Mais le vers suivant, Homérique aussi, eût été plus vrai :
Dont j’ai détruit les murs, tué les citoyens.
VI. Or il en aurait imposé à Hercule, fort peu malin[1], n’eût été la Fièvre qui seule, désertant son temple, accompagnait Claude ; elle avait laissé tous les autres dieux à Rome. « Cet homme, dit-elle, te conte de pures menteries.Je te dirai, moi qui ai vécu tant d’années avec lui, qu’il est natif de Lyon. Tu vois un bourgeois du municipe de Plancus. Comme je te l’annonce, c’est à seize milles de Vienne qu’il est né : il est franc Gaulois. Aussi, comme un bon Gaulois devait faire, il a pris Rome. Oui, je te le garantis né à Lyon où Licinius a fait le roi nombre d’années. Toi, Hercule, qui as plus battu de pays qu’un muletier qui ne débride jamais, tu dois savoir ton Lyonnais par cœur, et qu’il y a bien des milles entre le Xanthe et le Rhône. »
Ici Claude se fâcha tout rouge et poussa du mieux qu’il le put un grognement de colère. Que disait-il ? Impossible de le comprendre. Du reste, il faisait signe qu’on menât la Fièvre au supplice en levant sa main disloquée, mais assez ferme pour ce geste seul, son geste d’habitude, qui faisait décoller un homme. Il ordonnait donc que l’on coupât le cou à la Fièvre ; mais on eût dit qu’il n’y avait là que ses affranchis, tant nul ne se souciait de ses ordres.

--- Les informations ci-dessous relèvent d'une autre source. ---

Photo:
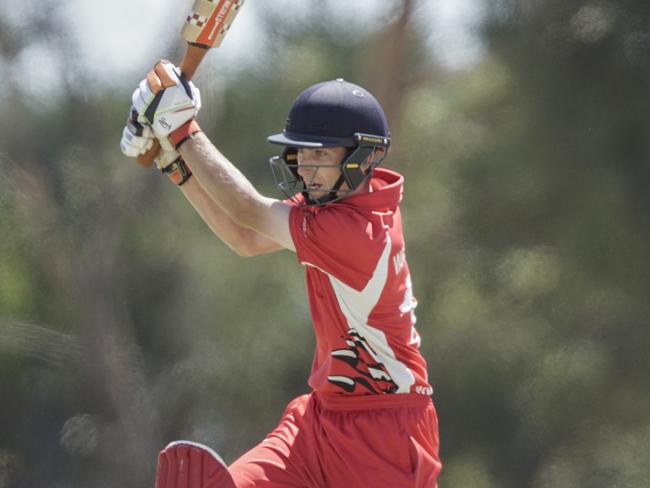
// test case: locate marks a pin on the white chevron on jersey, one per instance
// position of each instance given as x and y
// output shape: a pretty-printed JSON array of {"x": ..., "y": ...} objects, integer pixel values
[{"x": 357, "y": 306}]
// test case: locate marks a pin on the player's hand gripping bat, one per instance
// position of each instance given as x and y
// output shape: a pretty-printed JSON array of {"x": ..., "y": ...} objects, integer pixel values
[{"x": 205, "y": 28}]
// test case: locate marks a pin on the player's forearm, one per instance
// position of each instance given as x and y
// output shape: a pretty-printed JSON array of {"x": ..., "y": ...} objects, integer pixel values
[
  {"x": 242, "y": 240},
  {"x": 223, "y": 182}
]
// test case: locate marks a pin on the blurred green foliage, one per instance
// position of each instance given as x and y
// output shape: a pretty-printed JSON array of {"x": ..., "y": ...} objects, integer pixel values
[{"x": 125, "y": 324}]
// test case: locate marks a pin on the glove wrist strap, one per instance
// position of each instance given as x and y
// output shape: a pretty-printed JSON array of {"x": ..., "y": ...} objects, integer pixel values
[
  {"x": 178, "y": 172},
  {"x": 183, "y": 133}
]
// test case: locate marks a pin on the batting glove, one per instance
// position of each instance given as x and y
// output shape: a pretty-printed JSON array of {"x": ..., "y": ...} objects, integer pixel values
[
  {"x": 169, "y": 103},
  {"x": 138, "y": 137}
]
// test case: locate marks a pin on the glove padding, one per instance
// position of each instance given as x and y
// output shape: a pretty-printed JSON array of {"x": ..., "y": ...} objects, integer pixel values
[
  {"x": 166, "y": 100},
  {"x": 138, "y": 137},
  {"x": 185, "y": 464}
]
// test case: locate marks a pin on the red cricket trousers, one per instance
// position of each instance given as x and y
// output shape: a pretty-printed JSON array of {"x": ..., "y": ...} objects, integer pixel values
[{"x": 387, "y": 441}]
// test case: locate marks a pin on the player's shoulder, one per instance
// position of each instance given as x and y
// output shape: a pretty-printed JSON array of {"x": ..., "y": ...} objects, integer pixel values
[{"x": 337, "y": 221}]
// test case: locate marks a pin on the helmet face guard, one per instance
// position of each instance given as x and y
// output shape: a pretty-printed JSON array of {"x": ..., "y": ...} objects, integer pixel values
[
  {"x": 353, "y": 171},
  {"x": 331, "y": 114}
]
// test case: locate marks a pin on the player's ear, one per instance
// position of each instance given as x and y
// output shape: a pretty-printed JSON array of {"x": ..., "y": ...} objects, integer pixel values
[{"x": 377, "y": 153}]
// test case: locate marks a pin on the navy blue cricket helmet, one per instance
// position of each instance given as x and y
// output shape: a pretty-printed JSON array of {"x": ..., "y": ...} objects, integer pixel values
[{"x": 331, "y": 114}]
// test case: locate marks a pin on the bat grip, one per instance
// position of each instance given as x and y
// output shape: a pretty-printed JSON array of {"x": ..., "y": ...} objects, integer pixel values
[{"x": 193, "y": 56}]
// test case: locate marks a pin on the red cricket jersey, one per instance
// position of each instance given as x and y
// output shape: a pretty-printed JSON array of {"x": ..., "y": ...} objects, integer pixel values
[{"x": 360, "y": 293}]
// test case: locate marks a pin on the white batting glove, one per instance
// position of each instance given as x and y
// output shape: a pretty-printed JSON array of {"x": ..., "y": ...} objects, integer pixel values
[
  {"x": 137, "y": 136},
  {"x": 166, "y": 99}
]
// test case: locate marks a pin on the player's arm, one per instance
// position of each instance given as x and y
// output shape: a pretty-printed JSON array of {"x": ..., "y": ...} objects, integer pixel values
[
  {"x": 234, "y": 194},
  {"x": 242, "y": 240}
]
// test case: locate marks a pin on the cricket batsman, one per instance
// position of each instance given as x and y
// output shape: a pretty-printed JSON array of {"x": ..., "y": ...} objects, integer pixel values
[{"x": 369, "y": 420}]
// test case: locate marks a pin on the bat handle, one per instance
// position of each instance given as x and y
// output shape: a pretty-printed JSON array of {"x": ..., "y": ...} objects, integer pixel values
[{"x": 193, "y": 56}]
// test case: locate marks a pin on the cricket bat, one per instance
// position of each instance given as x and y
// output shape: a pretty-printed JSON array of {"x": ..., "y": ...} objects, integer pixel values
[{"x": 205, "y": 27}]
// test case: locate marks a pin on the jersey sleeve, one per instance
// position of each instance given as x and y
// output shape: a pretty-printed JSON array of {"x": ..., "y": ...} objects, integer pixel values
[{"x": 337, "y": 240}]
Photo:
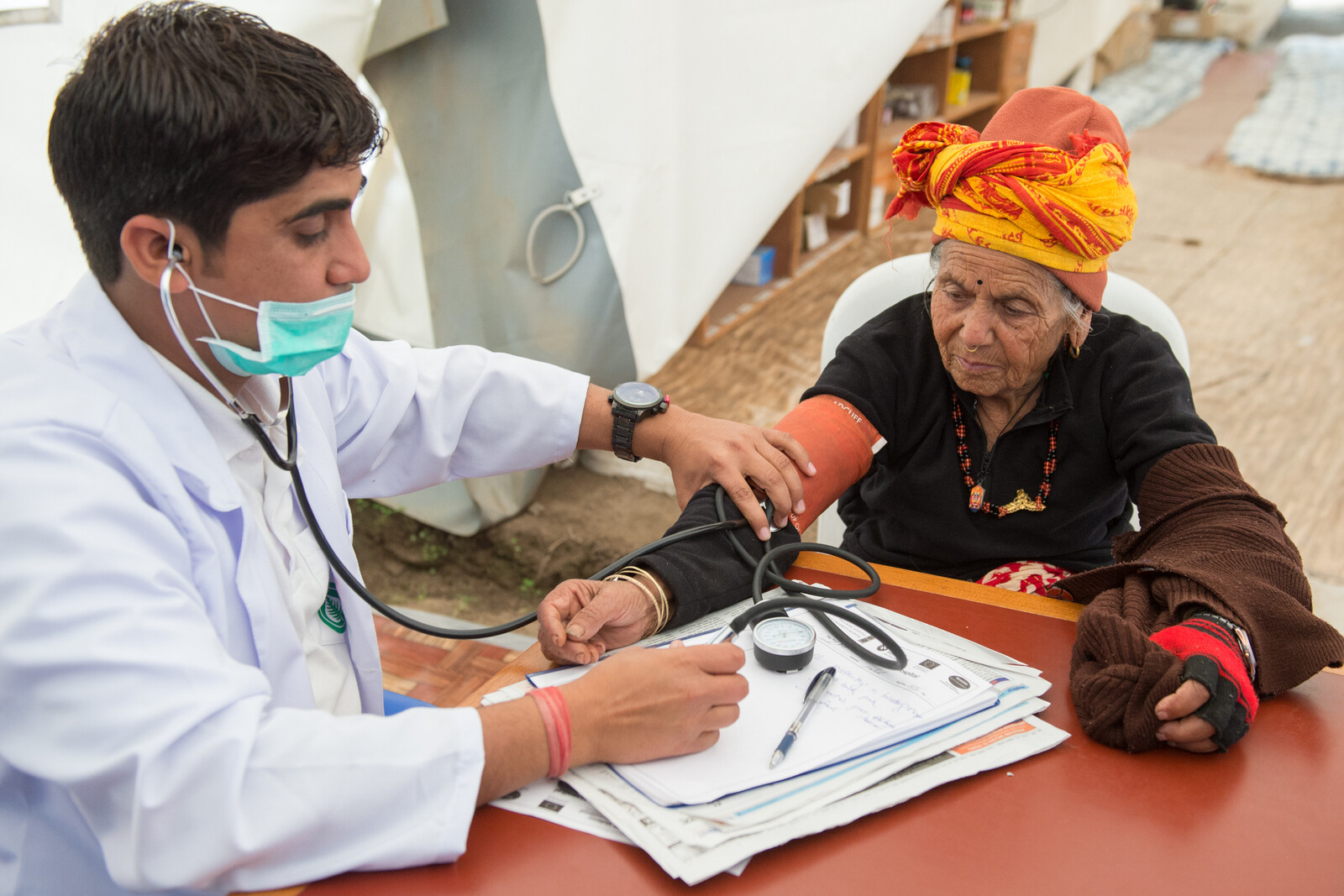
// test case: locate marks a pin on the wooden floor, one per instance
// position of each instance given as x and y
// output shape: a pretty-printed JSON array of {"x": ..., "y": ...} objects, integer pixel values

VII. Alors Hercule : « Écoute-moi, et trêve d’impertinences. Te voici dans un pays où les rats rongent le fer[2]. Si tu ne parles vite et franchement, je coupe court à tes billevesées. » Et pour avoir un air plus terrible, prenant le ton tragique :
« Dis quel est ton pays : sois prompt, ou ma colère
D’un seul coup te rejette, et bien mort, sur la terre.
Jadis cette massue écrasa vingt tyrans.
Quoi ? Que bredouilles-tu ? Quels sons incohérents ?
Dénoue enfin les nœuds de ta langue indolente :
De quel sang put sortir cette tête branlante ?
Un jour, dans l’Hespérie, au triple Géryon
J’allai porter la guerre et, par occasion,
Ramenant vers Argos ses taureaux indomptables
Avec de gras troupeaux, l’honneur de ses étables,
Je vis, au pied d’un mont doré par l’Orient,
Deux fleuve réunis en un large torrent.